众人还来不及夸赞,靳安小小的身板里爆发出了大大的能量,挥动着小手小脚,小脑袋也费力的往房间里看。
在众人震撼的目光中,靳安因为小脑袋被挤压,喉咙不舒服,竟然因为哭喊,破天荒的发出了一道很像父亲的拟声词。
“哇哇……啊噗,父,父。”
这声一出,众人全部震撼了,就连接生过许多孩子接生父都震撼了。
天纵英才,这是天纵英才啊!!!
靳家,这是要升腾而起了啊!
众人都在夸,只有带了许许多多孩子的奶父,低头看了看怀里的小崽子,那憋红的小脸,不小心压到嗓子的小脑袋,瞬间就明白了。
这哪是什么会叫父亲了,这分明是小孩哇哇哭的时候,不小心被压到喉咙,气流被挤压出的尖锐声音。
压根不是什么父亲。
可是看着众人开心的样子,又见到靳母张嘴又喊了好几遍赏,奶父聪明的选择了闭嘴。
有些真相并不重要。
重要的是,别人怎么想。
但听到孩子竟然会叫父亲了,靳朝寐眼睛欣然亮起,撑着沉重的躯体,往前走了几步,却又控制不住跪在地上。
最后生生爬到了门口,脏污又狼狈。
“母亲!母亲!”
“我的女儿叫我了,她出声叫我了!”
“母亲我求求你,把我女儿还给我吧,我会好好待她的,我一定会好好待她的!”
靳朝寐心中还怀着微妙的期许,希望他的母亲可以把女儿还给他。
可很明显,他是妄想。
失去利用价值的东西,靳母压根懒得看他一眼。
眼睁睁看着自己可爱的女儿被抱走,靳朝寐整个人瞬间恍惚,神情都有些涣散了。
夜晚。
靳朝寐坐在床边,胸口胀得生疼,像是有块大石头堵在里面,疼得他连睡觉都睡不了。
仆男在一旁心疼的抹着眼泪,咒骂道。
“家主实在是太狠心,竟然狠心让小少主一口生父的奶都吃不上!”
“瞧瞧大公子这是胸口,胀的都不成样子了,又疼又肿,这可如何是好啊?”
靳朝寐咳嗽了两声,眉眼中恨意一丝都未消融。
身体上的疼痛可以忍,心理上的疼痛他忍不了。
靳朝寐甚至都没往后等几天,就在当天晚上,用亲手制作的迷药,撒遍了诺大的靳府中每一处地方。
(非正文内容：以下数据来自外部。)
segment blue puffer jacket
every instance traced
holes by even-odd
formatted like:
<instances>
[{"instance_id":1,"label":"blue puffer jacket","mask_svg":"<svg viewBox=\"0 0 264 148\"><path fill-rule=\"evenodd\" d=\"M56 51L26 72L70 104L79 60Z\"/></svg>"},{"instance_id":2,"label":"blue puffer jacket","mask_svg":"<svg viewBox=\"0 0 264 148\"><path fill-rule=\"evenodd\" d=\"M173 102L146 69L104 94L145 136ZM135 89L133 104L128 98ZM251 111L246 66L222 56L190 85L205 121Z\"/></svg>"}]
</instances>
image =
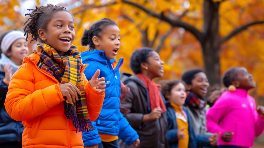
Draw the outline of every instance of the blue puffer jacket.
<instances>
[{"instance_id":1,"label":"blue puffer jacket","mask_svg":"<svg viewBox=\"0 0 264 148\"><path fill-rule=\"evenodd\" d=\"M168 136L169 148L178 148L178 139L177 137L177 133L178 130L178 126L176 120L176 116L175 110L171 106L169 102L166 103L167 108L167 118L168 119ZM189 144L188 148L197 147L197 143L196 136L192 126L192 122L188 112L186 108L183 106L182 109L185 112L187 115L187 120L189 126Z\"/></svg>"},{"instance_id":2,"label":"blue puffer jacket","mask_svg":"<svg viewBox=\"0 0 264 148\"><path fill-rule=\"evenodd\" d=\"M83 63L89 64L84 72L87 79L90 79L97 69L99 69L100 73L98 77L105 78L106 86L102 110L97 119L93 123L97 130L89 133L83 133L84 146L100 143L98 143L101 140L99 140L98 132L117 136L126 145L130 145L139 136L120 112L121 81L119 69L123 64L123 58L119 59L115 68L113 69L111 64L116 59L109 59L103 51L85 51L81 55Z\"/></svg>"},{"instance_id":3,"label":"blue puffer jacket","mask_svg":"<svg viewBox=\"0 0 264 148\"><path fill-rule=\"evenodd\" d=\"M0 72L0 145L1 143L21 141L25 128L22 122L14 120L6 111L4 104L8 86L3 81L4 78L4 73Z\"/></svg>"}]
</instances>

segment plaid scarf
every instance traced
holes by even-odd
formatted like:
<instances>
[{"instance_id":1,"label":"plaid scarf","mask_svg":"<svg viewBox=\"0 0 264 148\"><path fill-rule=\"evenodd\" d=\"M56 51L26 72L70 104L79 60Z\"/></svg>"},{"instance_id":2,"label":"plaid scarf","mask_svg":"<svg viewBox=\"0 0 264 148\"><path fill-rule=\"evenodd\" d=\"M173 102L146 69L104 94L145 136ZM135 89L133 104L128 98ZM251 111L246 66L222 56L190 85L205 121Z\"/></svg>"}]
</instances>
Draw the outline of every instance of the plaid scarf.
<instances>
[{"instance_id":1,"label":"plaid scarf","mask_svg":"<svg viewBox=\"0 0 264 148\"><path fill-rule=\"evenodd\" d=\"M70 103L64 97L64 113L69 121L71 119L76 132L94 130L88 113L83 80L80 72L86 65L82 63L76 47L72 45L64 56L60 56L55 49L43 43L37 44L33 52L40 56L37 64L39 68L54 76L61 84L71 82L80 90L81 95L78 95L79 100L74 104Z\"/></svg>"},{"instance_id":2,"label":"plaid scarf","mask_svg":"<svg viewBox=\"0 0 264 148\"><path fill-rule=\"evenodd\" d=\"M185 104L196 109L201 109L205 107L206 102L197 97L190 92L186 92L187 96L185 100Z\"/></svg>"}]
</instances>

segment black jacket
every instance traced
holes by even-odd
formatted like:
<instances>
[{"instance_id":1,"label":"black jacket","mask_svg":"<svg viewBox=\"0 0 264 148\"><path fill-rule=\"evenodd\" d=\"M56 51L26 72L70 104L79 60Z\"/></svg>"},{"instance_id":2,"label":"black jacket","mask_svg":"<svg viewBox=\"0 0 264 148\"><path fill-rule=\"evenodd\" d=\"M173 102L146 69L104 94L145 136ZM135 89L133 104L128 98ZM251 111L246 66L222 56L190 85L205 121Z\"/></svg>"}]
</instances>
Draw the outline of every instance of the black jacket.
<instances>
[{"instance_id":1,"label":"black jacket","mask_svg":"<svg viewBox=\"0 0 264 148\"><path fill-rule=\"evenodd\" d=\"M22 122L14 120L6 111L4 104L8 86L3 81L4 77L4 73L0 72L0 144L21 141L24 128Z\"/></svg>"},{"instance_id":2,"label":"black jacket","mask_svg":"<svg viewBox=\"0 0 264 148\"><path fill-rule=\"evenodd\" d=\"M122 102L121 107L131 110L124 116L139 136L140 144L137 147L168 147L166 112L159 119L143 122L143 115L151 112L148 109L148 90L143 82L135 75L123 74L121 79L130 88L131 92ZM120 146L124 147L122 145Z\"/></svg>"}]
</instances>

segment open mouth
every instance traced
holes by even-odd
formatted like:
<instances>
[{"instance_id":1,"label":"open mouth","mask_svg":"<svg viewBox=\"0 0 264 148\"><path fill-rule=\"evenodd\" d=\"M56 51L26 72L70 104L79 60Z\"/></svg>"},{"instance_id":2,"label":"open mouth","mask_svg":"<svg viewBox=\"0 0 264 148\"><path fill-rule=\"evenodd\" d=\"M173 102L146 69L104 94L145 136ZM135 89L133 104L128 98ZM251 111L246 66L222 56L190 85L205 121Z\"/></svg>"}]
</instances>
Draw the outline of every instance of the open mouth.
<instances>
[{"instance_id":1,"label":"open mouth","mask_svg":"<svg viewBox=\"0 0 264 148\"><path fill-rule=\"evenodd\" d=\"M59 39L61 41L65 42L69 42L72 40L72 39L69 37L62 37Z\"/></svg>"}]
</instances>

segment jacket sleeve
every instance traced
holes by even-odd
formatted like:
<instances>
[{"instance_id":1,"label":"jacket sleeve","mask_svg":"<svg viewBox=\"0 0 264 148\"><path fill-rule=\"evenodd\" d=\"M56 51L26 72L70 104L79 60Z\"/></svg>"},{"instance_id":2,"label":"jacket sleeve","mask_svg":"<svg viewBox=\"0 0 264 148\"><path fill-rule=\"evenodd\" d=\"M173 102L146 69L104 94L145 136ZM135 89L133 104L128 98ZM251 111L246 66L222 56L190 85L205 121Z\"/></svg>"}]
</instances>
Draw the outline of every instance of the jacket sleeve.
<instances>
[{"instance_id":1,"label":"jacket sleeve","mask_svg":"<svg viewBox=\"0 0 264 148\"><path fill-rule=\"evenodd\" d=\"M58 84L34 91L33 72L37 70L33 64L23 64L9 84L4 105L9 115L17 121L32 119L64 101Z\"/></svg>"},{"instance_id":2,"label":"jacket sleeve","mask_svg":"<svg viewBox=\"0 0 264 148\"><path fill-rule=\"evenodd\" d=\"M98 131L96 128L95 121L92 122L95 130L89 132L83 132L83 140L84 146L91 146L99 144L102 142L101 139L98 133Z\"/></svg>"},{"instance_id":3,"label":"jacket sleeve","mask_svg":"<svg viewBox=\"0 0 264 148\"><path fill-rule=\"evenodd\" d=\"M229 103L232 101L225 101L226 100L224 98L219 98L206 113L208 131L214 133L221 132L220 137L221 137L223 134L226 131L220 127L218 123L230 109Z\"/></svg>"},{"instance_id":4,"label":"jacket sleeve","mask_svg":"<svg viewBox=\"0 0 264 148\"><path fill-rule=\"evenodd\" d=\"M6 84L3 80L4 78L4 73L0 72L0 96L3 96L7 91L8 85ZM4 98L0 97L0 101Z\"/></svg>"},{"instance_id":5,"label":"jacket sleeve","mask_svg":"<svg viewBox=\"0 0 264 148\"><path fill-rule=\"evenodd\" d=\"M84 74L83 74L82 76L85 87L88 113L90 119L93 121L97 119L99 116L103 106L105 92L99 93L96 91L90 84L89 81L86 79Z\"/></svg>"},{"instance_id":6,"label":"jacket sleeve","mask_svg":"<svg viewBox=\"0 0 264 148\"><path fill-rule=\"evenodd\" d=\"M129 146L135 141L139 136L121 113L120 113L120 129L118 137L127 145Z\"/></svg>"},{"instance_id":7,"label":"jacket sleeve","mask_svg":"<svg viewBox=\"0 0 264 148\"><path fill-rule=\"evenodd\" d=\"M125 99L121 102L121 106L131 109L133 106L134 99L136 99L134 96L134 94L136 94L137 88L133 88L129 83L126 86L130 89L130 92L126 96ZM143 119L143 114L141 113L130 113L124 115L124 116L129 122L129 124L134 128L138 129L142 125Z\"/></svg>"}]
</instances>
又过了半个钟,确认所有人都迷晕了之后,靳朝寐才阴沉着一张俊脸,做一副女子干脆利落的打扮,推门进入了母亲和父亲的屋子里。
靳朝寐眼神凌厉的看着靳母,恨意在眼底滋长。
又偏头看向靳正夫,眼神有些闪躲,但狠意没有消融一分。
“对不起了,父亲。”
话落,靳朝寐就颤抖着手,从怀里掏出了火折子,轻轻一吹,火折子瞬间燃起了火苗。
然后直接丢进床里,任火苗舔舐两人。
转身,走出去。
看着被仆男抱着,乖乖巧巧睡着的女儿,靳朝寐心都快软成了一滩水。
他承认,刚有这个孩子时,他是痛苦的,愤恨的,难过的。
他觉得是这个孩子毁了他的一生。
让他连嫁人成家都成了奢望。
可直到这个孩子出生后,靳朝寐才恍然大悟,为什么这世人都说,孩子可以拴住爹了。
哪怕他知道,这个孩子来历不明,生母不详,哪怕顶着众人的谩骂,和鄙夷的眼神。
靳朝寐也甘之如饴。
身后的火苗渐渐扩大,靳朝寐从仆男怀里接过支楞着小手,在包被里睡得香甜的靳安,温柔的在她脸上轻轻亲了一口。
“走吧。”
靳朝寐轻轻说了一声。
没有回头看。
他带着自己的女儿,贴身伺候他的仆男,以及所有的银票金银细软,就那样趁着黑夜,悄悄逃离了已经燃起大火的靳府。
不是某家公子也无所谓,日后不能再穿金戴银也无所谓。
靳朝寐想。
只要他的女儿在他身边,那就足够了。
毕竟,只要有一个女儿,一个从男孩蜕变成父亲的男人,一生才算是真正的圆满了。